Customary driving tour, Cathedral of Christ the Saviour, Red Square, GUM department store. Check, check, check, check. Selfies in Red Square wearing fur ushankas, despite the 30˚C sunny blue sky summer day. Dodging tourists in front of Saint Basil’s Cathedral for ultimate ‘gram shot. A tour of the Moscow Kremlin, which leaves mouths yawning and eyes closing, because who really cares how many wives Ivan the Terrible had?
The evening commences with a Russian Folk show, displaying the intertwined history of tradition, story, song and dance. Free shots and skewers of cheese expose the group to what our guide calls a typical Russian reaction to free stuff: chaos. The evening continues to a Speakeasy, named for Schrödinger’s Cat, specialising in bizarrely themed cocktails: handbag cosmopolitan anyone? From there, it’s time to dance the night away at Propaganda, Moscow’s oldest club. Despite Russian menus and cheaper alcohol, nothing about Propaganda or Kot Shrodingera would be out of place in the Melbourne nightlife.
Severely hungover or potentially still drunk, the caffeine-fortified group descends into the infamous Moscow Metro for a tour of the unique stations that had been designed to bring beauty into the lives of the communist workforce. A blur of stations and fascinating histories compete with pounding headaches, now unpleasantly reminiscent of the techno bass of the club.

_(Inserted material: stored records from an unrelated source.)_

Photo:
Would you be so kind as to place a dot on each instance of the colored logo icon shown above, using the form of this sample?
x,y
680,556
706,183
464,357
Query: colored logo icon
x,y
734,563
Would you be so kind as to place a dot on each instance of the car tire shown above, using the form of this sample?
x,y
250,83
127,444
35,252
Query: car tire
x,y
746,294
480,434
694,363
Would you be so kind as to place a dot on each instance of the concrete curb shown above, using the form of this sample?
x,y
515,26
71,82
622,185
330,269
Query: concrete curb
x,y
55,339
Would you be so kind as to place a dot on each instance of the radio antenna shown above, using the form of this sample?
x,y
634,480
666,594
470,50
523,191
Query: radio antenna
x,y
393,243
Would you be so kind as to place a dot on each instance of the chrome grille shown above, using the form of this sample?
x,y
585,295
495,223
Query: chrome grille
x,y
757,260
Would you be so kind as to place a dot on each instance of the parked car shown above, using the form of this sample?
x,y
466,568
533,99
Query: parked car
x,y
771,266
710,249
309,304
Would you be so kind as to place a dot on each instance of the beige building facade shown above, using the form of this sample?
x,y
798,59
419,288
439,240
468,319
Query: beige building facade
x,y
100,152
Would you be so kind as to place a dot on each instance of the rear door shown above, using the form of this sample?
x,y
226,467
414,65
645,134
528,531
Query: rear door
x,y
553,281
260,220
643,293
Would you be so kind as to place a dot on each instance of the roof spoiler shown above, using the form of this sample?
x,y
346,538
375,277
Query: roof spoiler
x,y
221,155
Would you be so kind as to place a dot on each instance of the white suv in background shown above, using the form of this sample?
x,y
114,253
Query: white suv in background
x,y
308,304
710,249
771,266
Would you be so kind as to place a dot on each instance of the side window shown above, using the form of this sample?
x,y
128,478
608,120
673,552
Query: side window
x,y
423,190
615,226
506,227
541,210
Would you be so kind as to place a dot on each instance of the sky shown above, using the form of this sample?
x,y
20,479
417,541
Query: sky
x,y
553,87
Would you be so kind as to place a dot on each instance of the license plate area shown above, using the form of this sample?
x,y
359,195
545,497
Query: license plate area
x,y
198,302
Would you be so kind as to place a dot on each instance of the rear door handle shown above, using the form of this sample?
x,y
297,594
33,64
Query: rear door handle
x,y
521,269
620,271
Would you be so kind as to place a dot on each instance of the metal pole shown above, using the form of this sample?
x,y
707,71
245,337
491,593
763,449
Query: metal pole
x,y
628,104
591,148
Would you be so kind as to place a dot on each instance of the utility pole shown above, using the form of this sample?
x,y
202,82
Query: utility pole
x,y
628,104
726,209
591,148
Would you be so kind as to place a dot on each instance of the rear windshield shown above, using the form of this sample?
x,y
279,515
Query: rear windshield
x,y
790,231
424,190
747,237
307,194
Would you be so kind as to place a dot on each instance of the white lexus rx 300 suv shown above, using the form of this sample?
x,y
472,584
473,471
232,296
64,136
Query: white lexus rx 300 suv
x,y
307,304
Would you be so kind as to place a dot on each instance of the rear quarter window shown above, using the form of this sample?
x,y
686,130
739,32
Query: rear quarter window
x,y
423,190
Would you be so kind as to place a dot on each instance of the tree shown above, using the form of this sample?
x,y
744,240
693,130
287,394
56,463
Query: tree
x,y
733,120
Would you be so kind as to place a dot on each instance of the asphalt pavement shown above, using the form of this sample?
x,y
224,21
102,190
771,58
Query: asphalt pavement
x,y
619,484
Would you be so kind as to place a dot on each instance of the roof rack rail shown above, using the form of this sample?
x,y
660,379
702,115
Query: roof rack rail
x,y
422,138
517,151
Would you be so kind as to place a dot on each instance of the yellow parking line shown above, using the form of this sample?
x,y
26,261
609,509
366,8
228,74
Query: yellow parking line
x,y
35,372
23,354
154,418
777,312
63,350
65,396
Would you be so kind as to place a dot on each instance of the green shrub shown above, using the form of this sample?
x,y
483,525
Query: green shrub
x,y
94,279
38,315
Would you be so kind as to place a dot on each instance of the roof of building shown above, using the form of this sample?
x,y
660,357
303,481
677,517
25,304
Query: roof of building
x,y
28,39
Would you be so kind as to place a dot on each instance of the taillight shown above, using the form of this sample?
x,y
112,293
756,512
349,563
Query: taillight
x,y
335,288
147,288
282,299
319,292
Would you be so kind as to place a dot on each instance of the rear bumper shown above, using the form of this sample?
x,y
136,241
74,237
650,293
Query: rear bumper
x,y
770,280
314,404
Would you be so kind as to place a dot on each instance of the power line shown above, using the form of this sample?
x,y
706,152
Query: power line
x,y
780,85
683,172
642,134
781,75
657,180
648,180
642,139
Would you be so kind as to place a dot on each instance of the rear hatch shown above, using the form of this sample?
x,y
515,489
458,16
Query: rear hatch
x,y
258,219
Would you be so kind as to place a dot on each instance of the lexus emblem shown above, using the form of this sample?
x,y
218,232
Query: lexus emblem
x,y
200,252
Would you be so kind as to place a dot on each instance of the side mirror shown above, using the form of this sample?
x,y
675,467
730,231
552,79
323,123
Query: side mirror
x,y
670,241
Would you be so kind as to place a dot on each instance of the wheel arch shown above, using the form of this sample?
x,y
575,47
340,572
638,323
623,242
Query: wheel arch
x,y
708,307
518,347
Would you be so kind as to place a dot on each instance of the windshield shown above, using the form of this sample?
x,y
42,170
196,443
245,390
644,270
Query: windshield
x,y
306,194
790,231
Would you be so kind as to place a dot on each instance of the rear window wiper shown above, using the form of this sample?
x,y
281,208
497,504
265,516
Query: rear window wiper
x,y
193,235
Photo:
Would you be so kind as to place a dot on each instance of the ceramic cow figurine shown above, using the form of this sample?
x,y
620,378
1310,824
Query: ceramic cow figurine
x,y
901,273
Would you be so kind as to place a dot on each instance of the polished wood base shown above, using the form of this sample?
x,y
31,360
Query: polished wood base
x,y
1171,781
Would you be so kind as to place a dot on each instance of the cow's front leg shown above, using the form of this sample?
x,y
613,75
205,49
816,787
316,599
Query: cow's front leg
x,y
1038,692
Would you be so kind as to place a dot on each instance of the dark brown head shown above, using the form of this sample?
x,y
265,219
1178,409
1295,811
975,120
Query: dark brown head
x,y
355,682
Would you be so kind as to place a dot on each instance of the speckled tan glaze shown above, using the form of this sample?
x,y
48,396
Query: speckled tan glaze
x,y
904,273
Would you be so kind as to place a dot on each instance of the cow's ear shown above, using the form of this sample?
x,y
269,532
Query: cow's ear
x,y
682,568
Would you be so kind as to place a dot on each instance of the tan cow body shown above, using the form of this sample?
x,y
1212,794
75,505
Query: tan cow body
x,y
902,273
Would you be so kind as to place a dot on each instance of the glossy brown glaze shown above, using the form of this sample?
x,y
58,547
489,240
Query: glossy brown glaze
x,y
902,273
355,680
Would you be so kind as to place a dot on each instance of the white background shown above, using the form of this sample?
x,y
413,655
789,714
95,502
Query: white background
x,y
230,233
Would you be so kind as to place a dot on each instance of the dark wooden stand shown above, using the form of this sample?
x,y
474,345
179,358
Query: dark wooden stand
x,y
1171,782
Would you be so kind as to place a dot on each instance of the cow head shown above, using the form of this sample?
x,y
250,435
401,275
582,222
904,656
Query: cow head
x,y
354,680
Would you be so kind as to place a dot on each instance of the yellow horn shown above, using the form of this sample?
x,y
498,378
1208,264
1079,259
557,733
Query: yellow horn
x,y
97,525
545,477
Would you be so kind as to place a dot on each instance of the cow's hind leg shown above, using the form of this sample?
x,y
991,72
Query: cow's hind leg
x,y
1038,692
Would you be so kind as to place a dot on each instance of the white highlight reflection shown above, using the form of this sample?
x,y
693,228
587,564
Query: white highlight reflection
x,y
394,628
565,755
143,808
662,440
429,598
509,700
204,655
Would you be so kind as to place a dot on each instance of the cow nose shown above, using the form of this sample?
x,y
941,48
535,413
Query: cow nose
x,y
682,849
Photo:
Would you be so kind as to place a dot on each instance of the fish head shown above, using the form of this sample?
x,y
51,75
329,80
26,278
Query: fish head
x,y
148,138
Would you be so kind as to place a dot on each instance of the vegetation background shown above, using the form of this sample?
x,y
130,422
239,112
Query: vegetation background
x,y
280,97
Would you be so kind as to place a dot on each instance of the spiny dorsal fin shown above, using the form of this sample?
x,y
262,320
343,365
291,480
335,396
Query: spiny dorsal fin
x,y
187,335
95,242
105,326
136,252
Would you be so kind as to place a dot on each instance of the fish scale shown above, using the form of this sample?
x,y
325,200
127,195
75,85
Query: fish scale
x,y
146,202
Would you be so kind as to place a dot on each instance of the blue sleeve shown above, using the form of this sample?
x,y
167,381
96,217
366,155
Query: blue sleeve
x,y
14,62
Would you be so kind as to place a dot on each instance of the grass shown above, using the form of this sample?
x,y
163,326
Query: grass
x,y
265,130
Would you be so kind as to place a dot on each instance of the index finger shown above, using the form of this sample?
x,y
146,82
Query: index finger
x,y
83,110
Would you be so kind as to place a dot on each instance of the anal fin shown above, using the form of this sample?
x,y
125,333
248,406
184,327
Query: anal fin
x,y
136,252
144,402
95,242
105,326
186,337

After retreating to the hotel for much-needed naps, they venture out for a guided tour of the Kremlin Armoury, where all that glitters really is gold. A restaurant near Revolution Square serves as the venue for the last supper. The familiar dishes geared at tourists are a salve on still-delicate stomachs. Next to the hotel, Izmailovo markets are a perfect place to furnish the group with the last-minute essential Russian trinkets: babushkas, ushankas, hip flasks and T-shirts emblazoned with a shirtless Putin riding a horse.
After a final Russian hotel buffet breakfast, Bus-Home departs the Hotel at 0900h sharp, leaving the dust to settle in the wake of the six-day Russian adventure. Goodbye comrades, next stop: Latvia!